Posted: April 15, 1999

The son of a murdered mob associate wants to attend his father's funeral.

Trouble is, the son is in jail awaiting sentencing in a stabbing case and prosecutors are afraid he'll bolt.

A judge ruled yesterday that Gino Marconi Jr., 20, convicted in February of stabbing a man eight times, could be freed on $50,000 bail to attend services tonight and tomorrow for his dad, Gino Marconi, who was gunned down last Saturday in a South Philadelphia mob-style ambush.

The matter will be reconsidered by the judge today after the district attorney's office won a stay of his order yesterday.

"If you release him or set any kind of bail, it would be a big mistake," Assistant District Attorney Jerry Teresinski told Common Pleas Judge Webster Keogh yesterday, as more than a dozen Marconi family members scowled at him. "I think he'll run."

Gino Marconi Sr., 42, an auto-body shop owner described as a low-level associate of reputed mob boss Joseph "Skinny Joey" Merlino, was shot to death outside his home on 20th Street near Porter Saturday night by a man armed with a .22-caliber rifle.

A friend, Patricia Miley, 31, was hit three times in the chest and critically wounded.

Investigators have not yet determined a motive for the hit.

While defense attorney Michael Wallace asked that the younger Marconi simply be able to pay his respects to his father, law-enforcement officials argued that the South Philadelphia felon - scheduled to be sentenced in the stabbing case on April 28 - is a serious flight risk.

They also claimed Marconi could seek retribution for his father's death - or go after his stabbing victim, a young man who is still nursing serious chest wounds.

Teresinski suggested that if Marconi is allowed to attend the funeral he be escorted by sheriff's deputies.

But even after Teresinski's pleas, Keogh set bail at $50,000 and required only that Marconi Jr. check in by telephone each day.

Keogh also initially denied Teresinski's request for a 24-hour stay to appeal to state Superior Court.

"We asked for a 24-hour stay so as to avoid a situation where he could post bail," a frustrated Teresinski said after the first hearing.
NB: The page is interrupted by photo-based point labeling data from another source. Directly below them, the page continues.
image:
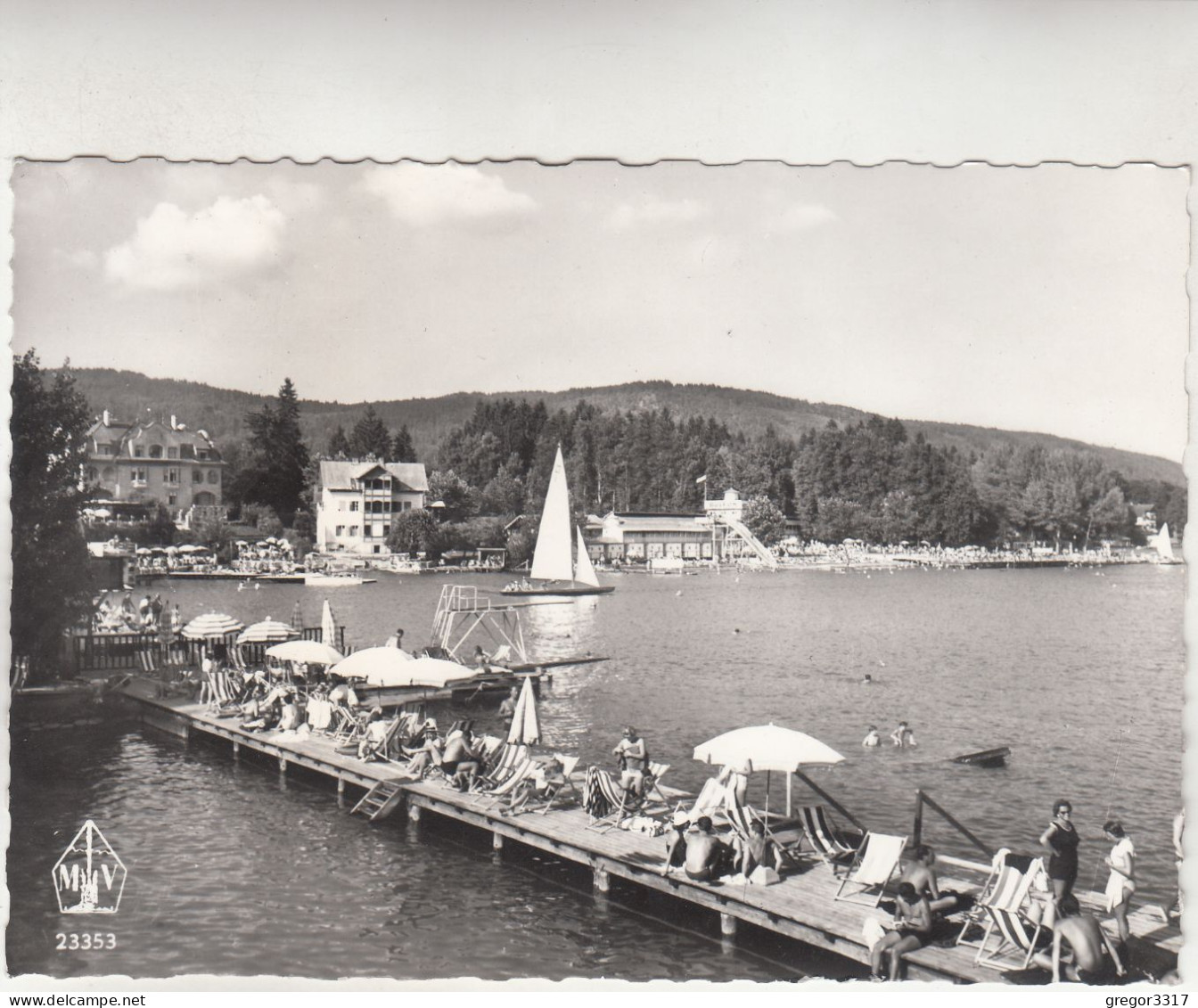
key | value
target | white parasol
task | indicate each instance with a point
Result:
(525, 725)
(768, 747)
(308, 652)
(211, 625)
(393, 667)
(265, 632)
But yesterday afternoon, when Teresinski returned to ask Keogh to reconsider his decision, Keogh agreed to a stay and set a hearing for today at 12:30 p.m.

Cops believe at least one gunman shot the elder Marconi, then torched a van parked in front of the Marconi home. Police believe the van may have been used by the killer to stake out the home.

Teresinski said four pounds of marijuana, eight guns and $40,000 in cash were seized from the dead man's home.

The younger Marconi, a South Philadelphia native, was convicted in February of an April 1998 stabbing on Mifflin Street near South 28th.

Police said Marconi and the victim, Ian Coen, 21, had been feuding for about a year. They didn't say what the feud was about.

On April 16, 1998, Marconi and Coen met on Mifflin Street and fought. After the stabbing, Marconi escaped in his car and police later tracked it to his father's auto-body shop, cop sources say.

Coen was taken to St. Agnes Hospital, where he spent six weeks recuperating.

Police sources say that while Coen was hospitalized, Marconi Sr. offered him money not to testify, but Coen ignored the offer and went to court.

The stabbing wasn't the younger Marconi's first brush with the law.

As a juvenile, he was arrested for aggravated assault, though records show the charges were later withdrawn.

As an adult, Marconi was arrested for carrying a gun, officials say. He was found guilty of the misdemeanor charge, but the charge was later overturned in Common Pleas Court, according to law-enforcement officials.